Combatting communities’ consumeristic cliquishness:
“I’ve spoken with different students,” I commented, “who say they weren’t able to become integrated into a Christian community because of cliquishness within the available ministry groups. How can Christian groups overcome cliquishness?”
“It’s a sad reality that that happens so regularly,” Andy responded. “That kind of mentality constantly manifests itself inside and outside the church. I think it’s really critical for the church to advocate and model what it looks like to be committed to community. But the reality is that the church hasn’t often demonstrated what that looks like. We often take on a very consumeristic mentality of church, that it’s about what the church can do for me. That’s a message we’re constantly getting from society, and from the church. It becomes narcissistic and inward looking. So, I think part of the job of those leading the church is to constantly challenge and correct what people are seeing in society.”
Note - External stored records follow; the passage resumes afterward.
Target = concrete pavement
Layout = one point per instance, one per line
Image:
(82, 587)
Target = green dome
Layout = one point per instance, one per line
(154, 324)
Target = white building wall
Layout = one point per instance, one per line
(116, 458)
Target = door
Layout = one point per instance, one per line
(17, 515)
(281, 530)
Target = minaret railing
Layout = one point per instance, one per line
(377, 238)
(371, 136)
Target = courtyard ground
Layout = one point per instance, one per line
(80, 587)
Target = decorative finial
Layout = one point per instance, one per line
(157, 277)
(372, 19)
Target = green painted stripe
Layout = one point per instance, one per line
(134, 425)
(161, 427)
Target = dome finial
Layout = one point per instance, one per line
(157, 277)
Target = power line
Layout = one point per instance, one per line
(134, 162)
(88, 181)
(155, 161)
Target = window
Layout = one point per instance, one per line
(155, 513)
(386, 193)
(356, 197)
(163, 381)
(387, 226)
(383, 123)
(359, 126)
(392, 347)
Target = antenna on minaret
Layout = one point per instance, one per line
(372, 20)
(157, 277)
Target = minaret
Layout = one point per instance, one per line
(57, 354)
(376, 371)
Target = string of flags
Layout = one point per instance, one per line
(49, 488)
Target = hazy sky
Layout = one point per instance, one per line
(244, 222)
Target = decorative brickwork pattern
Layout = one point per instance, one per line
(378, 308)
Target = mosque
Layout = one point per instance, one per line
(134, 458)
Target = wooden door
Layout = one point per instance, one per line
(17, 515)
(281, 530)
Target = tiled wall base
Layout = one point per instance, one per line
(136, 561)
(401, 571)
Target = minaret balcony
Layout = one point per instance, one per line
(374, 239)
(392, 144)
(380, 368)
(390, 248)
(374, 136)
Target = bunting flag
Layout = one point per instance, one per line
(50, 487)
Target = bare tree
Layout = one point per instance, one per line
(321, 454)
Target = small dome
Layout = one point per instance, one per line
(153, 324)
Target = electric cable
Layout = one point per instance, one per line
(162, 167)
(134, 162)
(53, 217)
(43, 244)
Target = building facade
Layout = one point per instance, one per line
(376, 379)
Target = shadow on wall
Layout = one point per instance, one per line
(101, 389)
Consumer church. I thought back to Thailand, where a missionary had told me about the dangers of this type of phenomenon—something he called ‘spectator church.’ So often, we can adopt the mindset that church is a place we come to as consumers or spectators, a building we visit to take in a show complete with fresh coffee, a musical pep talk, and a motivational message about how to live our best life. And if we don’t like the show, we don’t come back.
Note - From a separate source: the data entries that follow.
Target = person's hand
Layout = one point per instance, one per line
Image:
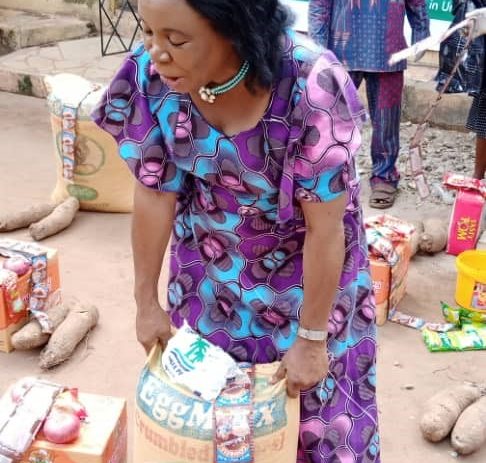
(152, 325)
(305, 364)
(479, 17)
(419, 56)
Church has become about brand loyalty; about marketing and attracting. Somewhere along the way, we’ve constructed our concepts of “church” to revolve around one of culture’s biggest lies—a lie that flies in the face of Christ’s words: “Deny yourself; take up your cross and follow Me.” (Matthew 16:24-25.)
It’s all about me.
And if it’s all about me, why should I go out of my way to leave my cozy group of friends and invest in that shy newcomer?
Yes, maybe cliquishness really is just a symptom of a deeper disease—evidence that our ideas of Christian community have become infected with the lies of cultural consumerism.
“In our ministry,” continued Andy, “we’re constantly trying to break those images down. Cliquishness will always rear its head at some level, but in our church, it’s not a huge issue. I’ll often ask young adults, ‘Why are you here?’ They’ll very rarely answer, ‘Because of the teaching and worship.’ They can access that on the radio, or on podcasts. Instead, they’ll often answer, ‘It was welcoming; I found community.’ We tell these stories and challenge our students to be welcoming, and we model that ourselves.”
The moral of the story:
Certainly, the need for welcoming community doesn’t minimize the need for solid Biblical teaching within that community. (See also 5 Ways Youth Groups Can Give Kids What They Really Need and Top 9 Tips for Christian Students Going into Secular University.) The point is that students won’t maximize their spiritual growth from biblical teaching if they’re too disconnected from community, whether by cliquishness or any other barrier, to access, discuss and respond to that teaching alongside others in the first place. So, what can we do to develop the kind of community which optimizes healthy foundation-building for Christian young people?
We can embrace Christ’s commands to love like He loves.
We can ditch a consumeristic “me mentality” and recalibrate our priorities to the Gospel.
Ultimately, we can pattern our communities after the life of Christ rather than the lies of culture.